Küreselleşme çökünce, küreselcilerin zihin haritaları da çöktü.
1980’li yıllardan başlayarak kibirle ilan ettikleri
‘küresel düşün yerel davran’ ideali, çeyrek
yüzyılın sonunda dağıldı, tuzla buz oldu.
★
Kent hakları, başka bir deyişle yerel
haklar üzerine döşendikleri manifestolarda
‘yarışan kentler’ rüyası kuruyorlardı. ‘Kent ve
kasabalar devletini aşıp küresele bağlansın’ diyorlardı. ‘Dünya
kentleri (Londra, New York, İstanbul, Rio gibi) devletlerini
aştılar, devletler artık bu kentleri yönetemezler, bunlar kendi
networklerini kursunlar’ diye buyuruyorlardı. Ulusların anayasaları
artık yetmezdi, kent ve kasabalar kendi anayasalarını yazmaya
koyulsunlar ve küresel’e bağlansınlardı.
1992’de Avrupa Konseyi bu yolda Kentsel Şart ilan
etmişti. Bu şartı üye devletlerin değil, devletlerdeki kent ve
kasabaların imzasına açmıştı. On yıl sonra, Şart’ın tutmadığı
görülmüş olsa gerek ki, üzerinde tartışmaya başlayanlar kendileri
oldu. Onbeş yılın sonunda da ‘işler çok değişti’
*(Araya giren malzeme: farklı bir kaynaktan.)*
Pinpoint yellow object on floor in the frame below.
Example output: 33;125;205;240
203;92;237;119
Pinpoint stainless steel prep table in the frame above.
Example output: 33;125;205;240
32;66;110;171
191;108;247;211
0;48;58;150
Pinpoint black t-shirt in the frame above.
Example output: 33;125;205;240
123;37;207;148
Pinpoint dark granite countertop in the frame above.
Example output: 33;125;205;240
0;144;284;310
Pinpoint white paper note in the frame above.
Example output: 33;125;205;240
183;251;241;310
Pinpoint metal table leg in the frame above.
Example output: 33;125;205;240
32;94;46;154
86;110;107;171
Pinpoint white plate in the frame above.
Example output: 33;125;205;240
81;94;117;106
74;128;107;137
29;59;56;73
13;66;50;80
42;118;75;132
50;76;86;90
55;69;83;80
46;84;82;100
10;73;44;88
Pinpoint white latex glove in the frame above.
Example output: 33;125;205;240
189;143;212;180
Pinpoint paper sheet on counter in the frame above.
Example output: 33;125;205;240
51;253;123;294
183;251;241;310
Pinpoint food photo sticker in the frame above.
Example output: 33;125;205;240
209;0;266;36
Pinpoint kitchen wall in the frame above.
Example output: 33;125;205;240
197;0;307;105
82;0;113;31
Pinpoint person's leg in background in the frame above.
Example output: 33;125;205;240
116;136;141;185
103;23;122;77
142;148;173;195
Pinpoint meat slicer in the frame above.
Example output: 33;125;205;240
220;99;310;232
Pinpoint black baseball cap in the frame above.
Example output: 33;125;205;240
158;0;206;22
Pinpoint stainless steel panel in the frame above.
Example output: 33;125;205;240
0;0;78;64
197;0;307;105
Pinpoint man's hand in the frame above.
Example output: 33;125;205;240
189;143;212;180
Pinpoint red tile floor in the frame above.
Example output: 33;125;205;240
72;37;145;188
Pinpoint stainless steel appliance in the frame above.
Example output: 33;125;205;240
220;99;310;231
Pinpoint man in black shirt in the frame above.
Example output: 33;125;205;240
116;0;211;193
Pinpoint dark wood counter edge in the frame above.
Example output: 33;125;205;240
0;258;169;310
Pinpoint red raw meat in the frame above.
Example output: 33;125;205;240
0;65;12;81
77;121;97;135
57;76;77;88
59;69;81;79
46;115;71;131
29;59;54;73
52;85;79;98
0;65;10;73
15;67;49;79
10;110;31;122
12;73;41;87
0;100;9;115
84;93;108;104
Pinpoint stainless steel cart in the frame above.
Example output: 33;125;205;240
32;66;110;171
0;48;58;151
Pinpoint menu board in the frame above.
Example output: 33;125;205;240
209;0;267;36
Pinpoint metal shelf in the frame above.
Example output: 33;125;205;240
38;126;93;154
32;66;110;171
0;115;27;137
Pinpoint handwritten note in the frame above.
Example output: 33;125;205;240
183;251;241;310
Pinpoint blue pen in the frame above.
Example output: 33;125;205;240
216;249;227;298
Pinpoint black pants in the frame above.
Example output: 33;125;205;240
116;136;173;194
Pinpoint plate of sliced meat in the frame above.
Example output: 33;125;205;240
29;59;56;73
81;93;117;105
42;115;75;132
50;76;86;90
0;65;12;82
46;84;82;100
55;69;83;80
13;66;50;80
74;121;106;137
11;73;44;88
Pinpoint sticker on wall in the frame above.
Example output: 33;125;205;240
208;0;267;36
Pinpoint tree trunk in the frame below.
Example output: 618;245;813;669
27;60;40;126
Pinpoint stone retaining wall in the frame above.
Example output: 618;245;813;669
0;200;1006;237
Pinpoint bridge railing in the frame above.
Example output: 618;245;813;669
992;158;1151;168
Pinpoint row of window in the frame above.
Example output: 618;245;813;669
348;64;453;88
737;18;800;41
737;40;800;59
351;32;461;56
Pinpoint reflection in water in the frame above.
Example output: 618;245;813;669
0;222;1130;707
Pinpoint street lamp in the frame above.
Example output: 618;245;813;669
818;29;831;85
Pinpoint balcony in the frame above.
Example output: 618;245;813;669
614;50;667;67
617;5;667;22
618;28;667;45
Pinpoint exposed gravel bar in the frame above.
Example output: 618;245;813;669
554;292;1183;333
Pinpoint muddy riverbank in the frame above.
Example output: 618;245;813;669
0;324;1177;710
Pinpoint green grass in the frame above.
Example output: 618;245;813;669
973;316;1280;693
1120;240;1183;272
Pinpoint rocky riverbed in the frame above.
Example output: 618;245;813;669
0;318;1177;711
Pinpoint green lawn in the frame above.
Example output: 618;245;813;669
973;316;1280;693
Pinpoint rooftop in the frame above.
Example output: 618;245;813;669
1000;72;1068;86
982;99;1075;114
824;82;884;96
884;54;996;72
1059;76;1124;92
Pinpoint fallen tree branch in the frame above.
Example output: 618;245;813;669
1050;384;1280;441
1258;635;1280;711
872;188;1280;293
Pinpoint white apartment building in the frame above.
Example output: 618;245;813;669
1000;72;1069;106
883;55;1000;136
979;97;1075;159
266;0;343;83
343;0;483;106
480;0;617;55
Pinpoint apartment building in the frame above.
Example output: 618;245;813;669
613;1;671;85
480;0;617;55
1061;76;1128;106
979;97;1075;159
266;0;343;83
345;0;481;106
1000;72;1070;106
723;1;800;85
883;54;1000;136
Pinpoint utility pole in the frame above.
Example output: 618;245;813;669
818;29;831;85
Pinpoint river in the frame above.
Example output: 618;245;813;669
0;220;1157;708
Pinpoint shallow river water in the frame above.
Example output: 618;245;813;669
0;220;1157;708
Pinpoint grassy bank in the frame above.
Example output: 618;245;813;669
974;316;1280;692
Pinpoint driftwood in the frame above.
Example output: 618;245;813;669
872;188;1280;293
gerekçesiyle ikinci bir manifesto yazıldı. 2008 tarihli
Kentsel Şart-2, Yeni Bir Kentlilik İçin
Manifesto ortaya çıktı.
★
1992 tarihli ilk şart ‘Avrupa’nın değerleri’ diyordu; 2008 tarihli
ikincisinde ise ‘değerler tamam da bir de gerçekler var’ diyen bir
ruh öne çıkmıştı. Avrupalılığın kendi yıkımını seyreden bir ruh
desek de olur.
Küreselleştirme kurumlarının kartondan evler gibi yıkılmaya
başladığı 2008 yılında ‘küreselleşmeye inancımız tamdır’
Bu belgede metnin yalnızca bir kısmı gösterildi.